Oooh, do share for the rest of the thread, Amara..... I'm sure she's not the only young lady pregnant with a man who isn't totally sure about this whole father/husband gig...... ;)
 
Oooh, do share for the rest of the thread, Amara..... I'm sure she's not the only young lady pregnant with a man who isn't totally sure about this whole father/husband gig...... ;)

LMAO.
Actually it's a book for blacks/depression period.
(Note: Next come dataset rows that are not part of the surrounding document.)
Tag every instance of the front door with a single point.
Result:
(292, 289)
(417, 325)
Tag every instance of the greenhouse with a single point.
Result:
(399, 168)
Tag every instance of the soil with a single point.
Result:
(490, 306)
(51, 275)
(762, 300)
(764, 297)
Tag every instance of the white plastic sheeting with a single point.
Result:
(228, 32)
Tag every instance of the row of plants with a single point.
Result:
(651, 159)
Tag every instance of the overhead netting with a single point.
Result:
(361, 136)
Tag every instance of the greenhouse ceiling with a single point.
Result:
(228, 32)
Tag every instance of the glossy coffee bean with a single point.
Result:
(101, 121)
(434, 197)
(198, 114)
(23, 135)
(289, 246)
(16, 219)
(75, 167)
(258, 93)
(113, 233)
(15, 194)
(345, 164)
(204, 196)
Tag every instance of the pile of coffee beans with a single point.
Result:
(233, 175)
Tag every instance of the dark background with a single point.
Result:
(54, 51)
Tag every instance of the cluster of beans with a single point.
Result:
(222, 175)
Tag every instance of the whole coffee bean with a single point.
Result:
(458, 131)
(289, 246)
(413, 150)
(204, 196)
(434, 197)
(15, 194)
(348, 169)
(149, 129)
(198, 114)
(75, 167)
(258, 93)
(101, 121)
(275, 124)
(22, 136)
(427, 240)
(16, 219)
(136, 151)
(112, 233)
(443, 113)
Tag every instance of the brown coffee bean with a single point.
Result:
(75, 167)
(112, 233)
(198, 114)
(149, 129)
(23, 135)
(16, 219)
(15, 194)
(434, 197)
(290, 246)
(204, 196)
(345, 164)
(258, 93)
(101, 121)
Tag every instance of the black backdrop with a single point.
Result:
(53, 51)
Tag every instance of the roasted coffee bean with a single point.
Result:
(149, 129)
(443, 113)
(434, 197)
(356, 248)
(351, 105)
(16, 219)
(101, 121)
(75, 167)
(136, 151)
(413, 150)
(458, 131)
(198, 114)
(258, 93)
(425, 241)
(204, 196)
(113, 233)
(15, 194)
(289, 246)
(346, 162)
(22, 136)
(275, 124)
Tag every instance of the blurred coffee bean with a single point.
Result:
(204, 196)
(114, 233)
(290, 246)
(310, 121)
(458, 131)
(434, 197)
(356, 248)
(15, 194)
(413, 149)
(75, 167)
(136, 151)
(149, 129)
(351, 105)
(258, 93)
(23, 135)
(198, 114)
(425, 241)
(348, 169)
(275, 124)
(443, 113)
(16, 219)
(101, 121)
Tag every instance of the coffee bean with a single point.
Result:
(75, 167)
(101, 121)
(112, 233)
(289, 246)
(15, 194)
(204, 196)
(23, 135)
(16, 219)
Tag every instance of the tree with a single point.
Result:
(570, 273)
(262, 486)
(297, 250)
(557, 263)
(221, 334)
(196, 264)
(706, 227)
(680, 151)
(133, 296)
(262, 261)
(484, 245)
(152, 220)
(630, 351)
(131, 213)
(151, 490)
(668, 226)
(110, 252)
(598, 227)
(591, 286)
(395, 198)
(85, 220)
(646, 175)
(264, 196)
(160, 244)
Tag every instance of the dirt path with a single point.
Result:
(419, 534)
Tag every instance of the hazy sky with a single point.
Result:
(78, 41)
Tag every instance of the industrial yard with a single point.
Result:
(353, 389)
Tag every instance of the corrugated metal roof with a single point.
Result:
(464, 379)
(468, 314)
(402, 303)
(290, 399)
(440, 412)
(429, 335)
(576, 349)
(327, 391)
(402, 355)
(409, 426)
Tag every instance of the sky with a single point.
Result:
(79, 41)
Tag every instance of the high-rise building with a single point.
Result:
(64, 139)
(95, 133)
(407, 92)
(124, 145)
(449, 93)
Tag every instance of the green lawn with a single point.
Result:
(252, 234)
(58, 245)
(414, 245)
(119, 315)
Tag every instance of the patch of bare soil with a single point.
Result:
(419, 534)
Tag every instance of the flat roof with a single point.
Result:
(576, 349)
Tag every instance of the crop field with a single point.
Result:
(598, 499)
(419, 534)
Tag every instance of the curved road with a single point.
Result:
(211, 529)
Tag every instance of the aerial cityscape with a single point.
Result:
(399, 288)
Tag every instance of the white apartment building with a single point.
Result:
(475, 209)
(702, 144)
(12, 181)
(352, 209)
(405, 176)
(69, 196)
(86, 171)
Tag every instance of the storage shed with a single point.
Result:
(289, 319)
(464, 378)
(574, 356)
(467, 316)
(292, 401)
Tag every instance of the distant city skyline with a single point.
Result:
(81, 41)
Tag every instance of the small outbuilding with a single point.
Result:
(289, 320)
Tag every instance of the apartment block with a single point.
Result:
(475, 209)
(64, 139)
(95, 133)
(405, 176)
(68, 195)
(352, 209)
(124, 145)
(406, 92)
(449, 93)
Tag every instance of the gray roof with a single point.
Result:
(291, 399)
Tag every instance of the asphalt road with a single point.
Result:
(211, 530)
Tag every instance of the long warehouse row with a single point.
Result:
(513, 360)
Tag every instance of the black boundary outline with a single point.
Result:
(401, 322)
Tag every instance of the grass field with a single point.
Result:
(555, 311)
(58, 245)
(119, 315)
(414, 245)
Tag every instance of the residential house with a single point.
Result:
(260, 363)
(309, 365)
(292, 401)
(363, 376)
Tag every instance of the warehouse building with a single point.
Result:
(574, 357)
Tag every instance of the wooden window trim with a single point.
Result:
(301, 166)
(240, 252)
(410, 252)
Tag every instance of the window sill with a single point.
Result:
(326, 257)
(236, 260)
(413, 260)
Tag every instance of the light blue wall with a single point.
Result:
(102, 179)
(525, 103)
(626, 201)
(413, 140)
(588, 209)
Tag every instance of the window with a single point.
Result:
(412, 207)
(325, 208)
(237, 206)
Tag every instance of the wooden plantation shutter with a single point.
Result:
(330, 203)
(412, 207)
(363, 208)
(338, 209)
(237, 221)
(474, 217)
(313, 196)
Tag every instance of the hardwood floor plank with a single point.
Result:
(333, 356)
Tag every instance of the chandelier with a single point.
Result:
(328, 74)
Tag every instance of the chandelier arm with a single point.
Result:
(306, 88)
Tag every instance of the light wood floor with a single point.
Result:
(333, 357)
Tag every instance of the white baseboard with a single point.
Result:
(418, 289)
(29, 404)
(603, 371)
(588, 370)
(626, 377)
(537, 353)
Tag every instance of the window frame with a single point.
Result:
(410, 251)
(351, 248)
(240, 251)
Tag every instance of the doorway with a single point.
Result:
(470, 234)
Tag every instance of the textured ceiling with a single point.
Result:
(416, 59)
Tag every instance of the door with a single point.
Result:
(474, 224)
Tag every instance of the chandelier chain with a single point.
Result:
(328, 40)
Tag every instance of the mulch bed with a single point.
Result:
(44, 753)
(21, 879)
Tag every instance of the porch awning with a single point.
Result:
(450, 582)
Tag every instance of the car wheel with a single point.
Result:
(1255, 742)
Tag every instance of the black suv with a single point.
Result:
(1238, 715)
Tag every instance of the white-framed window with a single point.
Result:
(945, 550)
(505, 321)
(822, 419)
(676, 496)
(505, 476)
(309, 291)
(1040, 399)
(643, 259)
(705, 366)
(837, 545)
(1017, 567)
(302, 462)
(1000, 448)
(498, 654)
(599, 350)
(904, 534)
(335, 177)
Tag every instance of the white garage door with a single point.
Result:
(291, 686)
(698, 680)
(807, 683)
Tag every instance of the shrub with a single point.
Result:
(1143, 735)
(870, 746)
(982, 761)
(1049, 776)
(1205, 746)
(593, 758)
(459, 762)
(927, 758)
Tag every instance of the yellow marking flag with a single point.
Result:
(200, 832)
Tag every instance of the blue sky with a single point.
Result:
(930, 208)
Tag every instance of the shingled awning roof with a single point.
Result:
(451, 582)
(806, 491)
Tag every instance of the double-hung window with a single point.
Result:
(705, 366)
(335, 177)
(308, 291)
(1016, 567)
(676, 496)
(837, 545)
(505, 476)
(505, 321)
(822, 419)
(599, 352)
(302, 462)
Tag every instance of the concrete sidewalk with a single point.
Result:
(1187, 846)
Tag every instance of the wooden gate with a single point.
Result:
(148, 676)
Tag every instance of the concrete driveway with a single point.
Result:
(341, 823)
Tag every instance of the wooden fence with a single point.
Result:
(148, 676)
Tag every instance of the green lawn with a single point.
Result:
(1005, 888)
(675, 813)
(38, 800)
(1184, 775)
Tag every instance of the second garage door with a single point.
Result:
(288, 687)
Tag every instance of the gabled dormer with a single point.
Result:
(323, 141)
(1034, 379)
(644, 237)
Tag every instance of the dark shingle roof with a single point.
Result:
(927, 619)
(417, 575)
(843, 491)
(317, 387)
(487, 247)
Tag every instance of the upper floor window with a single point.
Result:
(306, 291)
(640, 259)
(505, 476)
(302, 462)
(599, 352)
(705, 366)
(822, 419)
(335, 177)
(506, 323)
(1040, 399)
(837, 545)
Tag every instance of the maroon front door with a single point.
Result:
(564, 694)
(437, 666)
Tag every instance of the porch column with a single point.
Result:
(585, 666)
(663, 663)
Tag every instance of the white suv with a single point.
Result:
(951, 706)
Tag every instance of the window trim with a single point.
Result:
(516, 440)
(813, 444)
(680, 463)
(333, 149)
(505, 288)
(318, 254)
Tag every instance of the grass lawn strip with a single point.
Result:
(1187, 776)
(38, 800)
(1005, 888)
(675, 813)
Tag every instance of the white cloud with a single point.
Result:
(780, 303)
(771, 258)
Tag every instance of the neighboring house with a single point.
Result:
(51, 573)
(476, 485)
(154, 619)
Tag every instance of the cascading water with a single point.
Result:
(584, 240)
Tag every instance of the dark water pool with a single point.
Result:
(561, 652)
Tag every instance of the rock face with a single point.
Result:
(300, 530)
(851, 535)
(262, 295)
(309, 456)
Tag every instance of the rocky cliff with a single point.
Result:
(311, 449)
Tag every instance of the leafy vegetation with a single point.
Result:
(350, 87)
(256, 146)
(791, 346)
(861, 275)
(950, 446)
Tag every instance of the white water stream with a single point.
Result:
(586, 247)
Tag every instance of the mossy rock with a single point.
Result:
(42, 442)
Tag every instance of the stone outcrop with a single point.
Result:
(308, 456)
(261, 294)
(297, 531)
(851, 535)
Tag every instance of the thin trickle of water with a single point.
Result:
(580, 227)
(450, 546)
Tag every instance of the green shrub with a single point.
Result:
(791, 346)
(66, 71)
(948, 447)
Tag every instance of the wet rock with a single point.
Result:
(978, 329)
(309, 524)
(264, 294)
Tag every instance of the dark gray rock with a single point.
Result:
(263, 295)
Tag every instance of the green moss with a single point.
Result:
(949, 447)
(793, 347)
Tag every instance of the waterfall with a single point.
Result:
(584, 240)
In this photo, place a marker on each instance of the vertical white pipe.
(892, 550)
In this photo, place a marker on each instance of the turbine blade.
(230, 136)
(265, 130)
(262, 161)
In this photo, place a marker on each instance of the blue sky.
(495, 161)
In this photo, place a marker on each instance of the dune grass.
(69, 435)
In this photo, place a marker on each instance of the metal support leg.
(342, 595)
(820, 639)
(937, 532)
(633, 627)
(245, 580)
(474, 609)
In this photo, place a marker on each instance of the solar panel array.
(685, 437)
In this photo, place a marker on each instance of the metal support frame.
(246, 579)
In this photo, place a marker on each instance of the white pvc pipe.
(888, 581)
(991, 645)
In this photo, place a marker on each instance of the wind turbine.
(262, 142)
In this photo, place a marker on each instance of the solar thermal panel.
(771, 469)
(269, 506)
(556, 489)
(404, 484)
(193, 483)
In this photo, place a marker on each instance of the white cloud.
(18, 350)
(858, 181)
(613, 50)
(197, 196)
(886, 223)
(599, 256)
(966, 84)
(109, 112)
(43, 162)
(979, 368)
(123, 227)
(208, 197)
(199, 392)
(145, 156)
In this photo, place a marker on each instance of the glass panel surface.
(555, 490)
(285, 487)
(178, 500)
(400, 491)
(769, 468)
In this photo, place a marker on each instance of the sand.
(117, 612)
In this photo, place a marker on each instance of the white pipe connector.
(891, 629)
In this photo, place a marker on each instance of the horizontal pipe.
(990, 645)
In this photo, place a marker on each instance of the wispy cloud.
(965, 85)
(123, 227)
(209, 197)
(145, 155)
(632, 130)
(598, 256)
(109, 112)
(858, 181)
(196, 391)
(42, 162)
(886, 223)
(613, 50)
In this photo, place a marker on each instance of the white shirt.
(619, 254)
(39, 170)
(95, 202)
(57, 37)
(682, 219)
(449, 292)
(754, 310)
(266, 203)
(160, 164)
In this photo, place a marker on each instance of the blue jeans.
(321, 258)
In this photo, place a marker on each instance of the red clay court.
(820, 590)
But it has a decent section committed to black men.

"Black Pain" It Just Looks Like We're Not Hurting.
(Terrie M. WIlliams)

I like the book because it goes beyond whats often always clinically noted as prototypic "depressive symptoms" and focuses on the black community and how/when/why our signs and symptoms may be different from other groups (and therefore why we are so largely undiagnosed).

Another great thing is the personal anecedotes--> I think this is key, especially for the folks who don't think they need counseling. There's tons of examples of ppl going thru what you (general) may be going through and reading about them may help the stubborn/hard-headed folks see a need for help themselves.

Not to mention the behaviors that are endemic to the black community are correlated to untreated/undiagnosed depression. Interesting stuff.
 
Here's what I think it is:

OP was dating her boo for years.

Boo needed papers and married OP. Op loved him & she felt it was the right time anyway so she did it. (He just felt it was right to correct his situation). OP on cloud nine she is married and "had no regrets", got pregnant and they moved in together. OP= really proud of relationship & posting on LHCF .....

....Until he started showing his a$$ recently. Pregnant OP is now acting "clingy" (I'm sure this is Boo's word); Boo reminds OP this only a "legal" marriage, not "religious" so it's not real anyway.

OP is not liking this new situation & now states she doesn't want "marriage", insecurities, it complicates things, is not happy with Boo, yada, yada. Thanking God she didn't really marry Boo. :rolleyes:

Posts her new dilemma here. People realizing this is not making sense. OP trying to fill the gaps in because it's all not making sense to her either it seems.